Ufuk açıcı sohbetler, tartışılması gerekli konuların konuşulması ekranda az rastlanır bir durum. Özel merakım müzik. Çok nadir derinlemesine hikayeler. “Şarkıyı yazarken neler hissettin?” sığlında. Tam da böyle bir ortamda TV Net kanalındaki ‘Gündem Sanat’ta Udi Necati Çelik sohbetine denk geldim. Tartışmalı görüşler de vardı tabii ki. Ama olsun hikaye budur zaten. Konu açılsın, konuşulsun... Girişi Lavtacı Andon’un ‘Hüseyni Peşrev’i ile yaptı üstat. Farklı bir tını hissediliyordu. Bir de iyi bir mikrofon yerleştirselerdi. Ses çatlıyordu yani! Olur da bizde böyle şeyler!
Bin yıllık eser dinletiyorum
“Amerika’ya gidiyorum. 250-300 senelik geçmişi var, ona bin yıllık eser çalıyorum. Abdülkadir Meraki’den ya da Farabi’den. Tavana çarpıyorlar. Teknik olarak da, ruh olarak da, müthiş bir müziğimiz var” diyor Necati Çelik. Farklı bir bakış açısı.
Batılı kadar iyi piyano çalmak
“Biz piyano, gitar ile Batılılar kadar başarılı olamayız” diyor ve keman virtüözü Yehudi Menuhin örneğini veriyor. Ünlü kemancıyı Washington Üniversitesi’nde adına kürsü açılan Necdet Bey (Yaşar) sınıfında derse götürmüşler. Üstat ud ile Menuhin’e Batı tarzı denemeler yapmış. Menuhin pek etkilenmemiş. Beyati Ayini’nden bir bölüm çalmış. Menuhin mest olmuş. Ertesi gün konseri varmış. Sonrasında yapılan söyleşide dinlediği melodilerin aklından çıkmadığını dile getirmiş. Necati Bey’e bunu Necdet Yaşar anlatmış. Üstat bu örnek ile “Biz kendi müziğimizi yapalım” diyor. Tartışmalı bir konudur. Klasik müzik dünyanın müziği olmuştur.

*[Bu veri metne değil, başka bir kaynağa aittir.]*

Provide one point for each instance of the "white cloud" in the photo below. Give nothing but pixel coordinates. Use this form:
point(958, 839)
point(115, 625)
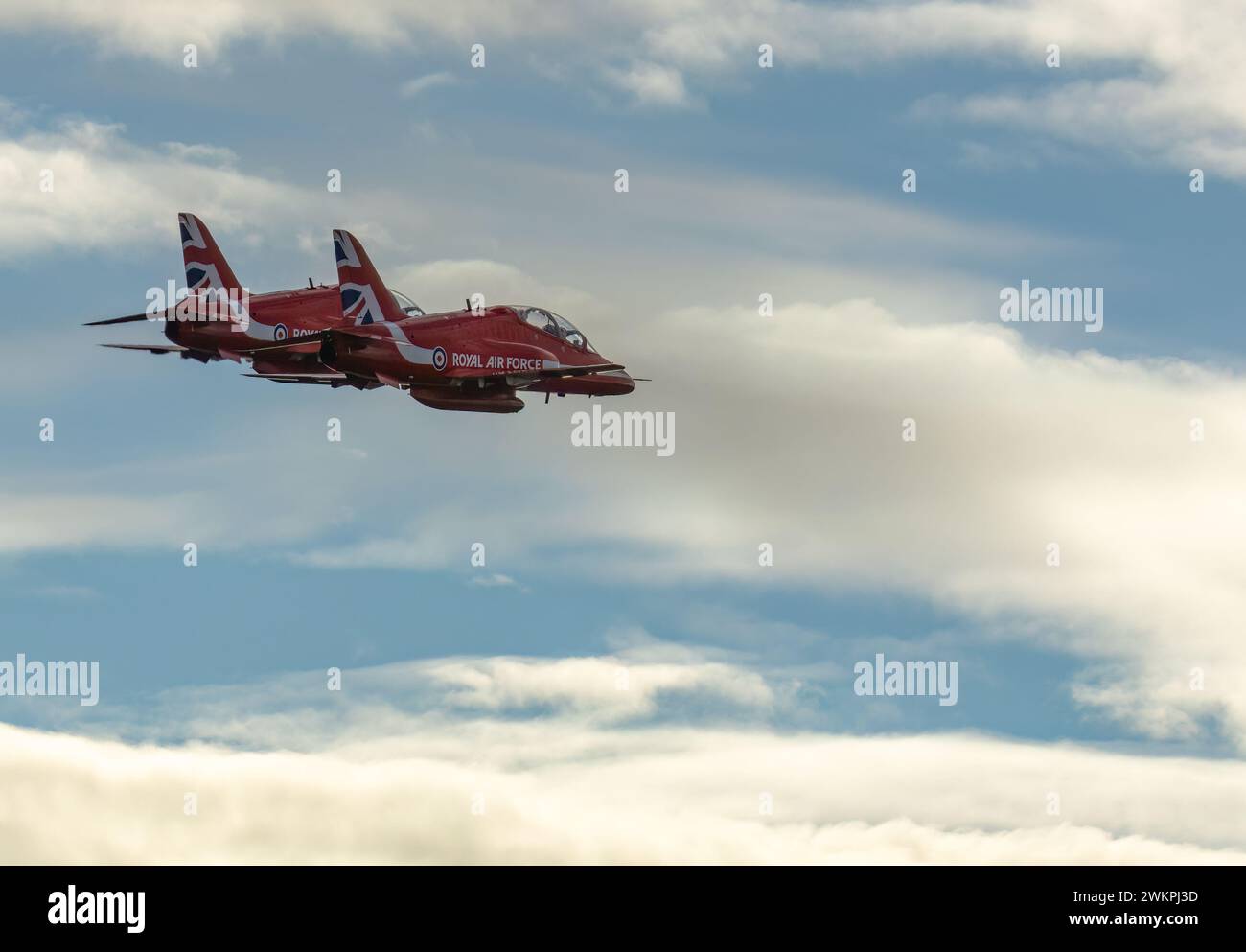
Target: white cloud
point(1155, 81)
point(651, 83)
point(108, 194)
point(414, 87)
point(329, 778)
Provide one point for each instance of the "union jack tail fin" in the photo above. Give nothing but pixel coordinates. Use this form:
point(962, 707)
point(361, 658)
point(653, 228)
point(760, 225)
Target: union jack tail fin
point(364, 296)
point(206, 267)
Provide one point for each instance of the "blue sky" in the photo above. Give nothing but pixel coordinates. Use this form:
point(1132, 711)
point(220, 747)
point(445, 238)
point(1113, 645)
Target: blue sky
point(743, 181)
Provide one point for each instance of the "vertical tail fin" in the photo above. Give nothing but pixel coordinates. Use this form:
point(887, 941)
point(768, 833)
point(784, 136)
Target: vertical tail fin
point(206, 267)
point(364, 296)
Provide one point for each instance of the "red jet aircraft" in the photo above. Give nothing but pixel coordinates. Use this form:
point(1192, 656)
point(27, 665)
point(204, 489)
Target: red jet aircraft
point(470, 359)
point(200, 328)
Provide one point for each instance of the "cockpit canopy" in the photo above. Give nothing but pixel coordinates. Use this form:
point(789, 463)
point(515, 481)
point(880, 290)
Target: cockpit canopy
point(406, 306)
point(552, 323)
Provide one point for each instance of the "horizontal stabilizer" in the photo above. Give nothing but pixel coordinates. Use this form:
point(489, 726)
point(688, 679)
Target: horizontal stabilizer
point(149, 348)
point(117, 320)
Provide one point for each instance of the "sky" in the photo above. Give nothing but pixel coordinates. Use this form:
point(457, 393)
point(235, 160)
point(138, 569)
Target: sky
point(623, 681)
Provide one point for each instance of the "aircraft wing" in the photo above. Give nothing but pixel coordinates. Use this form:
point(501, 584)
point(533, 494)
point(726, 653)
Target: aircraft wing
point(329, 379)
point(150, 348)
point(552, 373)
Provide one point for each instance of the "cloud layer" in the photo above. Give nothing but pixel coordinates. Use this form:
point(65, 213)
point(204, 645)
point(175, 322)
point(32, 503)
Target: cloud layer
point(478, 780)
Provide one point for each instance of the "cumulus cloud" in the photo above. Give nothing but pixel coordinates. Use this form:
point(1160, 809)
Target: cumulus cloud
point(83, 185)
point(1155, 81)
point(651, 83)
point(414, 87)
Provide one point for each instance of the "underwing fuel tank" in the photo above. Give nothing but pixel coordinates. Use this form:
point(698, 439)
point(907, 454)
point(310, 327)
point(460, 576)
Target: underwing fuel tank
point(501, 400)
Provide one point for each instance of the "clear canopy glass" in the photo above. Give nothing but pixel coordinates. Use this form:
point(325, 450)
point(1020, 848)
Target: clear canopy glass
point(406, 306)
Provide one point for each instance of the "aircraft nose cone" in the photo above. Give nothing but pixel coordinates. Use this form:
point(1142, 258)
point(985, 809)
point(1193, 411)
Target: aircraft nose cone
point(621, 382)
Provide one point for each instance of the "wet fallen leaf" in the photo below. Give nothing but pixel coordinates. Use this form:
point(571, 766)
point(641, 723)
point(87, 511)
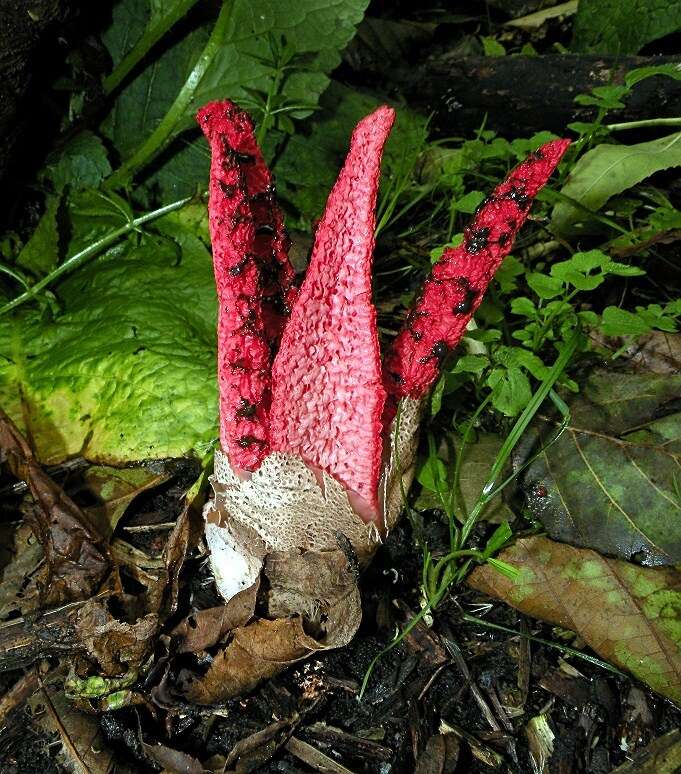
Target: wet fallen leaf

Hemen aklıma geldi bu ‘fusion’da Erkan Oğur vardır mesela. İTÜ Türk Musikisi Devlet Konservatuvarı’ndan mezun olmuştur. Türk Halk Müziği’ne, rock ve caza hakim aynı zamanda, perdesiz gitarın mucididir. Yazıyı yazarken Avishai Cohen İsrailli kontrbasçıyı dinliyordum. Tavsiye ederim. Göksel Baktagir ilk aklıma gelen. Kanun üstadı.
Hangi ünlü besteciler nota bilmiyordu?
“Notayı öğrenen herkes kendini müzisyen zannediyor. Müzik başka bir şey” diyor Necati Hoca. Aynı görüşteyim. Ve iki önemli örnek veriyor. “Avni Anıl ve Saadettin Kaynak nota bilmezdi. Kadri Şençalar gidiyormuş Kaynak’ın evine. O şarkıyı söyler, Şençalar notaya alır. Avni Anıl da öyle. Nota bilmekle müzik olmuyor.” Bu konu da tartışmalı. Ben üstadın görüşündeyim, söyleyeyim.